The "other part" of the job — at least in Orlando — is keeping Howard happy, and in the end, that's where Van Gundy, who doesn't kowtow to anyone, screwed up.
Howard doesn't want to be pushed around by the high expectations of a demanding coach or to be exposed as a whiner, Van Gundy wasn't afraid to do either of those things, and in the end he pushed Howard's buttons one time too many. So the Magic fired the best coach in franchise history because they didn't like him — or, more precisely, because Howard didn't like him — and that will remain the case regardless of how Orlando tries to spin the narrative.
"I don't think it's a surprise that there were challenges in the relationship between Dwight and Stan, but let me say, in no uncertain terms, that Dwight did not want to be part of this decision," Martins said, choosing his words with the utmost care. "He did not want to make this decision; he never asked me to make this decision. Yes, their relationship was a challenge, but Dwight Howard never asked me to fire Stan Van Gundy."
Regardless of what the Magic say, though, this wasn't a move that had to be made because Van Gundy was some sort of generally unlikable grump. Van Gundy is a good man, and there is no evidence of widespread contempt for Stan in the locker room. If there is, it's certainly no wider than the chasm Howard created between himself and his fellow teammates as he dragged them by the hair all season.
There was no complaining about Van Gundy's personality or rocky relationships with players when Howard still had a few years left on his contract and they were playing in the Finals three years ago.
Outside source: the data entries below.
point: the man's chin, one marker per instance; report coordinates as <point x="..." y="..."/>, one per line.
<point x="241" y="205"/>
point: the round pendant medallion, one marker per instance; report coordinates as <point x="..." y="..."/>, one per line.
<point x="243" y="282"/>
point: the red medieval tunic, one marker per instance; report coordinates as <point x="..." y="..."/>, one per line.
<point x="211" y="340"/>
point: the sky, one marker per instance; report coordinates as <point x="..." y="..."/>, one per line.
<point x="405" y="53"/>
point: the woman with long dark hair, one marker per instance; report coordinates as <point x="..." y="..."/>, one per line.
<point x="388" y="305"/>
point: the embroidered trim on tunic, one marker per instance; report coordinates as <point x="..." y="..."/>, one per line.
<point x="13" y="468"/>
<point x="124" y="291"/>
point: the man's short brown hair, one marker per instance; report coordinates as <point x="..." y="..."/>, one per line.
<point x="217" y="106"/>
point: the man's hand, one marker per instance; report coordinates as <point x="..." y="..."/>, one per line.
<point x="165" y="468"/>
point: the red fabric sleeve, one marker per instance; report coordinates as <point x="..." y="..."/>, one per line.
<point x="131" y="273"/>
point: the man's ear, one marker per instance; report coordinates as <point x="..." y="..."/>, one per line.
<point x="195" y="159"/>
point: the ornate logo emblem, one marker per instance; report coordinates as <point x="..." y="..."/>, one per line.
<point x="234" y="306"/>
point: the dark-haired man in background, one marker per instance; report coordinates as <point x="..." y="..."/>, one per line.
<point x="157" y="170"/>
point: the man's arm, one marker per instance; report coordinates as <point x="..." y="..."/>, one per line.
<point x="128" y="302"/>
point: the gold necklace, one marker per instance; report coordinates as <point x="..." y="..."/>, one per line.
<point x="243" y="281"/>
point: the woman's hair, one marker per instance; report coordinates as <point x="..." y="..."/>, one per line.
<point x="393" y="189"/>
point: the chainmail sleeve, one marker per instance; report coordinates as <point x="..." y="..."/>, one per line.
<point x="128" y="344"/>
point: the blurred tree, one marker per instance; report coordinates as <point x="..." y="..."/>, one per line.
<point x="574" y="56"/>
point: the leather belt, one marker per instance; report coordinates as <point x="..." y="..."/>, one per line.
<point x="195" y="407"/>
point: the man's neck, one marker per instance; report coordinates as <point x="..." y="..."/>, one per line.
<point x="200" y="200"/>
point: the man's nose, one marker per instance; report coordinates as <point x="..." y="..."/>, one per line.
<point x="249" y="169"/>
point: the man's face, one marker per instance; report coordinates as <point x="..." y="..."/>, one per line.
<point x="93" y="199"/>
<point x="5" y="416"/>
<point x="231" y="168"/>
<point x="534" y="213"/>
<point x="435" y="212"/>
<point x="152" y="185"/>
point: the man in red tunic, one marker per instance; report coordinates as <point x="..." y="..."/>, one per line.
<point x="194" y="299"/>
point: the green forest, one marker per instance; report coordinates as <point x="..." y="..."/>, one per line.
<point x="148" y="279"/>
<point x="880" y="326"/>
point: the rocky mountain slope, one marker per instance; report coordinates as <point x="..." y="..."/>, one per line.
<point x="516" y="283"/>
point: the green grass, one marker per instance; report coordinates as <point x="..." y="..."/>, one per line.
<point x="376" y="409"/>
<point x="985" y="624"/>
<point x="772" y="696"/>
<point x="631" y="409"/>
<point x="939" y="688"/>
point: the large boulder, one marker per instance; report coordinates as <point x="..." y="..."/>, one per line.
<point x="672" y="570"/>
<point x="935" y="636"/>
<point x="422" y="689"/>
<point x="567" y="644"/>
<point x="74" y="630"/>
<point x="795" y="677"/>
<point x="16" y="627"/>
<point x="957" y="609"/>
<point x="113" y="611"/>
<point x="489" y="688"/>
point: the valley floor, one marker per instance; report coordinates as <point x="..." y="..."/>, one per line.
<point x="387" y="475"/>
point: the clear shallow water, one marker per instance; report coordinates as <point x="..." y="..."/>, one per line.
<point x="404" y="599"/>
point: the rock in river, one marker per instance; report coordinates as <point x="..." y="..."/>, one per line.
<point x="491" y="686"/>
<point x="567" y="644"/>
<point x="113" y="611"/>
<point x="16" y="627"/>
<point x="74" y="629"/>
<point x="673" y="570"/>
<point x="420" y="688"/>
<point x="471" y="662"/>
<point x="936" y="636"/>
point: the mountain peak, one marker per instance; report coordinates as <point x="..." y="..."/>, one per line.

And Van Gundy was the same outspoken, back-breaking, hard-nosed coach then that he is today.
The only thing that's different is that Smith blew up the roster three times — he and the team also decided to part ways Monday — Howard was a selfish, petulant, waffling baby for a season, and then he got hurt, and the team, predictably, struggled as a result. Van Gundy is a great coach, but, goodness, he's not a miracle worker.
The most potentially embarrassing part about all this, of course, is that even though Martins and the Magic fired Van Gundy at Howard's behest — or at the very least, at the urging of someone else, who was acting on behalf of Howard — they still don't even know yet if it's enough to keep Howard in town.
"Dwight Howard has been a critical part of this franchise for many, many years, and we've been in discussions with him and his representatives about his future with us, but I think the decision's up to Dwight now," Martins said Monday. "I think Dwight needs to decide where his future lies."
Back in March, when Howard agreed to forgo his early termination option, he thanked the Magic for "rolling the dice" by not trading him, and now they've taken it a step further. By taking the risk and firing Van Gundy, the Magic have lost a great coach. Now it's on Howard to make the Magic's gamble pay off.